The Spark distribution in IBM® Open Platform with Apache Hadoop is built with YARN support. This means in addition to the default mode of running Spark application locally, there are two additional deploy modes that can be used to launch Spark applications on YARN. In this post, we demonstrate the differences in those run modes.
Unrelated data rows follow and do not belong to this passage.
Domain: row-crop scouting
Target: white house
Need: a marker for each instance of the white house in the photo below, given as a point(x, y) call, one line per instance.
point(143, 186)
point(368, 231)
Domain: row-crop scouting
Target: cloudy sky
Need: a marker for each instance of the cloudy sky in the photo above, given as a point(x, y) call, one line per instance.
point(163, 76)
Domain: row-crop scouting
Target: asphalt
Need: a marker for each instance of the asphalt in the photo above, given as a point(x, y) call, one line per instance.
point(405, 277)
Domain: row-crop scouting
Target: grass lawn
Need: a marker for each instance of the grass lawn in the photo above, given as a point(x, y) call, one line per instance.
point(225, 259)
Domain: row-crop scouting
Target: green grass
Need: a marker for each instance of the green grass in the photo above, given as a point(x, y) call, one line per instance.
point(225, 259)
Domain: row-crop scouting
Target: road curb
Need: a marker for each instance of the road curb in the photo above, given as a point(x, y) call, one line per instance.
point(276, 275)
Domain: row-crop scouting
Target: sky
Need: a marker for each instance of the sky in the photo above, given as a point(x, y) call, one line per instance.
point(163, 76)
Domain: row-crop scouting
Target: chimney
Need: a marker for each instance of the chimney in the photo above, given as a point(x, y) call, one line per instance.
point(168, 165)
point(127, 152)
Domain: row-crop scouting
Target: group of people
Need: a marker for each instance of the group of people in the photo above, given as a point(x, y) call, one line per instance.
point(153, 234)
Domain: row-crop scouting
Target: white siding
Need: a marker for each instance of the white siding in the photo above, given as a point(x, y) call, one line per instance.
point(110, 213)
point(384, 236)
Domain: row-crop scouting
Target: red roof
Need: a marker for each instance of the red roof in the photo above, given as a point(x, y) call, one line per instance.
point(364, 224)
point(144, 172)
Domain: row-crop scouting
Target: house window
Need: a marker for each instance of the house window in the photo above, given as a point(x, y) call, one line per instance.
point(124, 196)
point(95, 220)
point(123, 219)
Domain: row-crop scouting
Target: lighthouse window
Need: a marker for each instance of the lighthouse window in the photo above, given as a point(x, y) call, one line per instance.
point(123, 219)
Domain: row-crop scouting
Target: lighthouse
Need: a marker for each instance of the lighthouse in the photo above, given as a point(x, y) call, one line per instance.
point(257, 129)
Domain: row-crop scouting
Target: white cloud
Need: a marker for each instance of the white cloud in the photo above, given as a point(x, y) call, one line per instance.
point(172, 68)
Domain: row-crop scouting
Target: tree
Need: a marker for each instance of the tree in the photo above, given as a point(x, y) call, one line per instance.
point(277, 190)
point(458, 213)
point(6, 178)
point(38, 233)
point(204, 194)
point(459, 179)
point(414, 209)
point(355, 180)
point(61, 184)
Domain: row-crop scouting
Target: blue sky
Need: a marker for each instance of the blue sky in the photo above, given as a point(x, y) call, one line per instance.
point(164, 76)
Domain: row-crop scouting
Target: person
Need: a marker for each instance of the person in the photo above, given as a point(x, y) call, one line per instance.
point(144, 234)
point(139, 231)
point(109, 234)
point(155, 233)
The easiest way to run your Spark application is to use the spark-submit program usually found in:

 /usr/bin/spark-submit

To launch a Spark application, you run:

 $ spark-submit --class path.to.your.Class [--master mode] [options]  [app options]

For example:

 
$ spark-submit --name TPCDSHiveOnSpark 
    --class org.apache.spark.examples.sql.hive.TPCDSHiveOnSpark \
    --master yarn-client \
    --num-executors 100 \
    --executor-memory 4096m \
    /TestAutomation/sbt/target/scala-2.10/tpcdshiveonspark_2.10-1.2.1.jar \
    tpcds1000g \
    /TestAutomation/sbt/src/main/hive-queries/query91.sql

Local mode (default)

By default, there is no ‘slaves’ file under ‘spark/conf’ directory, so the launch script defaults to a single machine (localhost), which is useful for testing and demos. You will submit a Spark job via a spark-submit command without the --master parameter, the job will run locally on the driver host machine, for example:

 
$ spark-submit --name TPCDSHiveOnSpark 
    --class org.apache.spark.examples.sql.hive.TPCDSHiveOnSpark \
    /TestAutomation/sbt/target/scala-2.10/tpcdshiveonspark_2.10-1.2.1.jar \
    tpcds1000g \
    /TestAutomation/sbt/src/main/hive-queries/query91.sql

Local mode is limited to localhost’s memory and cores, and that reading HDFS blocks that reside on other data nodes will have to be copied via network. The most commonly seen error is ‘java.lang.OutOfMemoryError’ which is caused by a large dataset working with a small amount of heap available.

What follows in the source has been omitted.